Sunday Morning…

This week has been a challenging one for me. Social media and the news have not been pleasant.

Small towns is Texas are not the only one with racism, sexism, and crooked cops.

As someone who lived in Texas for twelve years, and Sebida for four, as well as Los Angeles, and the UK for fifteen, I have seen some shit. And yes, much of it comes out in my writing.

But I lived in Sebida a quarter of a century ago. And it was small town Texas.

I think our mind balks sometimes when it is confronted with lack of progress. And that has been me this week.

Because in London, England, a metropolitan city of over nine million people, in 2021…

  • Someone, and it does not even matter that they are royal, asks an expectant first time father ‘how dark’ his unborn baby maybe?
  • An intelligent, strong, and independent woman is forced to surrender her keys, wallet, and passport to her in-laws?
  • And yes, a young woman was murdered by a corrupt cop. To make that one worse, he had been investigated for indecent exposure? And victim blaming is pointing a finger at her for walking alone after dark?

So, no, folks, evil does not reside in Sebida, Texas alone.

I make no bones about the fact that growing up in the South in the seventies, my family was racist. The last time I visited them over a decade ago, they still are. I could not wait to become an adult and escape that little mill village. And those small minds.

I spent my late teens and early twenties drifting. Cancun, Mexico. Fort Lauderdale, Florida. Baltimore, Maryland. In my early twenties, I married my first husband and started a family. My first husband was what my family called a Yankee, college-edu-me-cated fool. But I adored his stoic, lesbian mother, despite her flaws. I wasn’t so sure of his father and baby sister who looked down their noses at me.
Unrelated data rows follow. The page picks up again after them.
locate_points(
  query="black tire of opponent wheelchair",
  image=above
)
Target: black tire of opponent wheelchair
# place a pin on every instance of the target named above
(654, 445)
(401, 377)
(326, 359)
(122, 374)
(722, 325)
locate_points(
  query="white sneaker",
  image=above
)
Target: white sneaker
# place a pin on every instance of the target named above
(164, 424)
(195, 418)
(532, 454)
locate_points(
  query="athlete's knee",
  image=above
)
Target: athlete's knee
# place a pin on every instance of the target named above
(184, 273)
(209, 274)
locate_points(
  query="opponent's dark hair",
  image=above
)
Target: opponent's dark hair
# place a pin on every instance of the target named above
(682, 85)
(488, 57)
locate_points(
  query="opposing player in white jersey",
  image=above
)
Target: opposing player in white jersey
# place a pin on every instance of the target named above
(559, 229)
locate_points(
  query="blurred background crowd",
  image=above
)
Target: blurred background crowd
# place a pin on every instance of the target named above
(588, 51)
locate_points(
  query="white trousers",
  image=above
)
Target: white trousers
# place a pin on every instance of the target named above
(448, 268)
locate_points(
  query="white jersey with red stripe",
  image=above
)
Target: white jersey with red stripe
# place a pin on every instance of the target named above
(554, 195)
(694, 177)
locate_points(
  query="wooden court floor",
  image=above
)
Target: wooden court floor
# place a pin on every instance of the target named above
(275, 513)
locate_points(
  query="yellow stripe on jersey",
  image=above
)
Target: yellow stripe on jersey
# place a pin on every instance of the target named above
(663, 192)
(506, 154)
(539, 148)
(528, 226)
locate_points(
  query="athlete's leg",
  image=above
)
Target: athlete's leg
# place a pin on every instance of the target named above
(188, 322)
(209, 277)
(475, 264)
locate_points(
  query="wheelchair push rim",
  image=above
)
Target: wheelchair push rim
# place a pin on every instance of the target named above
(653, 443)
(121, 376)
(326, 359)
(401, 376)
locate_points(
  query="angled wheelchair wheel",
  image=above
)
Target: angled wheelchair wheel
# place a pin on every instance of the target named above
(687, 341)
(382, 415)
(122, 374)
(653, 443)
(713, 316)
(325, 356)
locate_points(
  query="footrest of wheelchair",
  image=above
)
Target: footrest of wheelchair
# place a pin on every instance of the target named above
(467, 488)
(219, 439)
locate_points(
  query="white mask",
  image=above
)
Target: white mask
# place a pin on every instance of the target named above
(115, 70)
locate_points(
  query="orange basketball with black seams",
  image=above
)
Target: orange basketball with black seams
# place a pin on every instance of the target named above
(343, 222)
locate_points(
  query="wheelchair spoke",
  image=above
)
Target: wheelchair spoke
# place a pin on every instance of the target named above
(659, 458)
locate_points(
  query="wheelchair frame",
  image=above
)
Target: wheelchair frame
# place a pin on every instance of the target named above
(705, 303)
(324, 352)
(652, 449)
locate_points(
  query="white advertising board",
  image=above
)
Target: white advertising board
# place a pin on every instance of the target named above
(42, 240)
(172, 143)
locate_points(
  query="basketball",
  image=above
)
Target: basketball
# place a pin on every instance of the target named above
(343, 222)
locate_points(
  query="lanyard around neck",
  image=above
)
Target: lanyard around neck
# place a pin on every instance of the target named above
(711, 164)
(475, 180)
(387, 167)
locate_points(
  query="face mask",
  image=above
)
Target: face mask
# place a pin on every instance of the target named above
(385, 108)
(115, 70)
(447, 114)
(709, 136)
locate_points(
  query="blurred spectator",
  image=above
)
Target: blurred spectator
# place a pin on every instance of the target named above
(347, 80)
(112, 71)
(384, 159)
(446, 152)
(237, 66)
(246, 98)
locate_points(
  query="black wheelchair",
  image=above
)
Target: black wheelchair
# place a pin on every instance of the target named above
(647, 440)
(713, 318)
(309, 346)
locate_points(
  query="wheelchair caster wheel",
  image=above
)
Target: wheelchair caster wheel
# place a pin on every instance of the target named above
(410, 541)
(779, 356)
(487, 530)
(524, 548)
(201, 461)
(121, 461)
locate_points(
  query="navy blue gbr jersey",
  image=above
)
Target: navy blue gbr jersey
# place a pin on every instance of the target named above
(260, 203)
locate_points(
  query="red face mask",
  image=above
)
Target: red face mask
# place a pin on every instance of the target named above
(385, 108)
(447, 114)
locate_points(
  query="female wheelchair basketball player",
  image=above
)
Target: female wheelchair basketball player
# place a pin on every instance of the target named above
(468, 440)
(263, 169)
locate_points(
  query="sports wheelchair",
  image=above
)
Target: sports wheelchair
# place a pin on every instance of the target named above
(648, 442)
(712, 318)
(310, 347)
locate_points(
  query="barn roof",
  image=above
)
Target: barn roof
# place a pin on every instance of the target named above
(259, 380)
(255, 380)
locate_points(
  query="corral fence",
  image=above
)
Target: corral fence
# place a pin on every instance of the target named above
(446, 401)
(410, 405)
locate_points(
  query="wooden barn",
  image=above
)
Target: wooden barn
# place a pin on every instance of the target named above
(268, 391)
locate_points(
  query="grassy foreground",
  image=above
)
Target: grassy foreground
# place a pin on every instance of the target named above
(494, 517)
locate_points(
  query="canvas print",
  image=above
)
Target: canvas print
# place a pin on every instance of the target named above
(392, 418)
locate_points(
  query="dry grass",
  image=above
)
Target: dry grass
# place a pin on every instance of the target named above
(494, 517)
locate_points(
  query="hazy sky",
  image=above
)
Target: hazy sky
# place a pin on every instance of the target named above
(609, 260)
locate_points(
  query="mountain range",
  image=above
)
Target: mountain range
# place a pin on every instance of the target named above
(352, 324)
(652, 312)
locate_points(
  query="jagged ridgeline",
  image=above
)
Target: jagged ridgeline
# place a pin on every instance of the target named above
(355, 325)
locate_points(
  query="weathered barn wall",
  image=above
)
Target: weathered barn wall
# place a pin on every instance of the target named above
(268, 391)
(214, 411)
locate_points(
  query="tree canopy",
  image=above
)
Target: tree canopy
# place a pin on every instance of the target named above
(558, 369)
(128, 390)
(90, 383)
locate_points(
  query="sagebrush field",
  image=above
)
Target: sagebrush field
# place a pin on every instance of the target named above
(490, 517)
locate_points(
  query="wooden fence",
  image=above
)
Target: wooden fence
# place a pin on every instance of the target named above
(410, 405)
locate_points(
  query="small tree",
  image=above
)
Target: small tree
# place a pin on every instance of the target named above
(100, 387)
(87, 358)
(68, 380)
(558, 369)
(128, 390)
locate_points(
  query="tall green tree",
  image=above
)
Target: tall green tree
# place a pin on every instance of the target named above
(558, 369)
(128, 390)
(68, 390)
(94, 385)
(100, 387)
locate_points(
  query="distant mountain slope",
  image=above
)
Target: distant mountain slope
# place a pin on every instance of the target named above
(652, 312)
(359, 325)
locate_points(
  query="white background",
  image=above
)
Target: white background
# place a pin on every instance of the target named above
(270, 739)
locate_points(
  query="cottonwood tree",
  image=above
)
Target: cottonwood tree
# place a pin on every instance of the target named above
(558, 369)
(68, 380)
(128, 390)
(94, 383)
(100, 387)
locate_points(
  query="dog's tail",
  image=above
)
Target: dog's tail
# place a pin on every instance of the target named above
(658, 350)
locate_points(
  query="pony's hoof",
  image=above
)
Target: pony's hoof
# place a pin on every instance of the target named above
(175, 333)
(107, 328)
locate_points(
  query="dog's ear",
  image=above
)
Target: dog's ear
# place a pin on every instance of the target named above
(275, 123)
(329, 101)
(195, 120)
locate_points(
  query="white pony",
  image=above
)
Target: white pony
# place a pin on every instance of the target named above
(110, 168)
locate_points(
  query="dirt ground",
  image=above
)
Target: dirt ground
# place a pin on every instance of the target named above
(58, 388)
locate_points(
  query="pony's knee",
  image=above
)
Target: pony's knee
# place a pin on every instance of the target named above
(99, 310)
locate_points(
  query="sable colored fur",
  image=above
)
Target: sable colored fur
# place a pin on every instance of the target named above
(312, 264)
Within three years, my intellectual, upper-middle class husband had betrayed me. He found Jesus. And checked the brain that had first drawn me to him, at the door of the church. But I grew up listening to…

We landed in Texas somehow. And for twelve years, I tried my best to make it work ‘for the kids.’ As my odler daughter told me, that was the worst thing to do.

I left Texas after my divorce from the preacher to immigrate to the utopia of LA. Watching the television series LA Law as a youth, I always imagined it as this progressive, hippie mecca where everyone was accepted for who and what they were.

I was wrong. Racism followed me to the city of angels, or more accurately awaited me there as well. Los Angeles is in many ways more racially volatile than Sebida.

When I first visited London to meet my ex’s family, I thought I had found it. A place where the color of your skin did not matter. My ex and I could hold hands on the Tube and no one even looked at us.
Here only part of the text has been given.